Il sollievo del Maracanà: "Dio si è ricordato di essere brasiliano"

Evitato il ko di una nazione sotto il peso di un'umiliazione calcistica e di campanile

Il sollievo del Maracanà: "Dio si è ricordato di essere brasiliano"

nostro inviato a Rio de Janeiro
Sostenevano ieri al Maracanà, al minuto 19 del primo tempo, che finalmente Dio si fosse ricordato di essere brasiliano. Guidando il piede di Higuain a calciare sul Corcovado la più limpida delle palle gol. Forse questo Brasile ne aveva già avuto abbastanza. Mario, di cognome Goetze, 94 minuti più in là; Mario come tutte le donne, le Maria di questo Paese cattolico e devoto; Mario, entrato non a caso solo alla fine del secondo tempo, ha confermato.
«Così ci siamo salvati, possiamo andare a casa e prendere sonno». Il tifoso carioca, studente universitario, figlio di uno dei più noti manager del Paese, non la pensa diversamente dal popolo delle strade di Rio. Ieri poteva materializzarsi, in Brasile, la tempesta perfetta. Il ko di una nazione sotto il peso di un'umiliazione calcistica e di campanile. Scampato pericolo. I verdeoro restano pentacampeao, invariato il solco con gli albiceleste, fermi a quota due.
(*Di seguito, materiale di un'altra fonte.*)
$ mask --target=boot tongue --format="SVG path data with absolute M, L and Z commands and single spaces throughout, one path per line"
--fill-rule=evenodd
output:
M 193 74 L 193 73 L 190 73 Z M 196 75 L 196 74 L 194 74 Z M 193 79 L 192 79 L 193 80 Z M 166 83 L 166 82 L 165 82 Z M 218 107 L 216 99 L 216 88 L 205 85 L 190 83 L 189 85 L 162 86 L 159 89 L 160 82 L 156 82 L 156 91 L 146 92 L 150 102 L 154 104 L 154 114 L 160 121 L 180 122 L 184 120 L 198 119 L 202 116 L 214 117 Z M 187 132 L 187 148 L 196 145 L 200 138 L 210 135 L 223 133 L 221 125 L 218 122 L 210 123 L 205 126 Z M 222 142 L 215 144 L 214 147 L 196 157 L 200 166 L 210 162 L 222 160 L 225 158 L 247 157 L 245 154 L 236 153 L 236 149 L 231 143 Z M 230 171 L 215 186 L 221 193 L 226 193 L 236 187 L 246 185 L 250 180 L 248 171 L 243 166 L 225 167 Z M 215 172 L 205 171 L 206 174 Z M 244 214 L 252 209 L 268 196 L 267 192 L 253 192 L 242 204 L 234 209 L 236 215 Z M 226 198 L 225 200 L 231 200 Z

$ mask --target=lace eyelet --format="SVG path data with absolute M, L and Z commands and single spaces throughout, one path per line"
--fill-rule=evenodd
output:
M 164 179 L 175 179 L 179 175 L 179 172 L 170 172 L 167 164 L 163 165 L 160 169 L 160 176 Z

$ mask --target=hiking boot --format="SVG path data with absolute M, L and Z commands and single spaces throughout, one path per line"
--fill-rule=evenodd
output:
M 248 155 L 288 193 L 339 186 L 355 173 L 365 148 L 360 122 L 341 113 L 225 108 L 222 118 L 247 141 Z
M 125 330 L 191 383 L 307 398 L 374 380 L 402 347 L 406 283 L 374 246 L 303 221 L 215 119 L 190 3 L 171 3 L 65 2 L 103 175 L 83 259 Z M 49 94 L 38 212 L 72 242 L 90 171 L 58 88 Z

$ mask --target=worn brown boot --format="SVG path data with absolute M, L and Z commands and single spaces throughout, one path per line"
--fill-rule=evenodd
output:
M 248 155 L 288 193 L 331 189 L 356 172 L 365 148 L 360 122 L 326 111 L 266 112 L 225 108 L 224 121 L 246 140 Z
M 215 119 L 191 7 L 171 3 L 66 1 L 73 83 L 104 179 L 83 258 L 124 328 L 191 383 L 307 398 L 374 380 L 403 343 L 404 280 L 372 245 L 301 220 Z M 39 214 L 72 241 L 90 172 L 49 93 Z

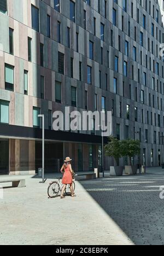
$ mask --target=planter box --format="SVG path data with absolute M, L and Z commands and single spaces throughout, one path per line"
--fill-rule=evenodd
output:
M 137 172 L 137 167 L 126 166 L 125 167 L 125 174 L 127 175 L 136 175 Z
M 110 176 L 122 176 L 124 167 L 122 166 L 110 166 Z

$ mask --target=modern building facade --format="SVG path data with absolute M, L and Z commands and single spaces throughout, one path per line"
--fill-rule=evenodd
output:
M 101 168 L 94 119 L 92 132 L 52 130 L 52 113 L 66 106 L 112 111 L 113 135 L 142 142 L 134 164 L 161 165 L 163 10 L 162 0 L 0 0 L 0 174 L 42 166 L 39 114 L 46 171 L 68 155 L 76 171 Z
Poco, quasi nulla importa che la Germania abbia accorciato le distanze e ora insegua da tetracampione, insieme con l'Italia. «A caro prezzo - dice un chirurgo dell'ospedale universitario - abbiamo rischiato di aver apparecchiato il più succulento dei tavoli per poi lasciarlo alla scorpacciata del nostro peggior nemico». Il quale a sua volta è venuto in massa fin qui per vincere al Maracaná la coppa che i brasiliani avevano pensato per loro, battendo in finale quelli che gli hanno inflitto lo storico setteauno dell'8 luglio 2014. In tanti di questi paradossi la finale di ieri a Rio è stata e rimarrà unica.
Certo, questa la domenica carioca doveva essere un'altra cosa. Che festa sarebbe stata con il Brasile in finale al Maracanà. Bastava guardare le case, i condomini che si affacciano sul catino, colorati di bandiere e di gente, con la colonna sonora improvvisata di ritmi samba, a tutto volume. Almeno è servito a evitare la catastrofe argentina. Dentro, tra i 74.738 presenti invece, si tagliavano con il coltello la rivalità, la tensione, le paure tra due popoli sudamericani. Che Guevara mandato in soffitta e anche un po' farsi benedire, definitivamente, al gioco del calcio. Era Germania-Argentina, ma pareva Germania Brasile. «Pelé, Pelé, mil gols só o Pelé, Maradona cheirador» (Pelé, mille gol solo Pelé, Maradona sniffatore). Gli argentini erano tanti da far impressione a Copacabana, ma in inferiorità al Maracanà. Con i tedeschi, tifavano e cantavano il coro di Pelé tutti i brasiliani che avevano preso il biglietto da mesi sperando che ieri sarebbe stata una giornata diversa, contando di vedere giocare la loro selecao. Ma il coro era anche quello di «Dilma, Dilma, vai a farti fottere». Che alzava il volume, dalla curva più brasileira delle altre, più si avvicinava la cerimonia di premiazione. Tutto a causa di quel 7-1 che ora pesa molto, ma molto di più delle proteste per le spese, la corruzione e gli sprechi di questi mondiali. Che pure ieri sono tornate a farsi sentire, con 250 manifestanti che si sono duramente scontrati con la polizia a un paio di chilometri dal Maracanà.
Ma per Dilma, che ieri si è presentata allo stadio solo pochi minuti prima della partita, lasciando Putin e Merkel soli nella cerimonia di chiusura, con disappunto di Blatter, il peggio inizia ora. La Coppa delle Coppe, come l'ha chiamata la presidente, ha avuto successo. Il Brasile ha vinto la sua scommessa. Ma il trofeo se ne va altrove. Non nel peggiore dei modi, ma quasi.

Si vedrà nella prima domenica di ottobre, quando il Brasile dovrà scegliere il suo presidente, se i mondiali 2014 avranno addirittura influito sull'esito elettorale di una democrazia da 200 milioni di abitanti. Oggi partono tutti, si smonta il Fan fest e il Paese torna a misurarsi con i suoi problemi.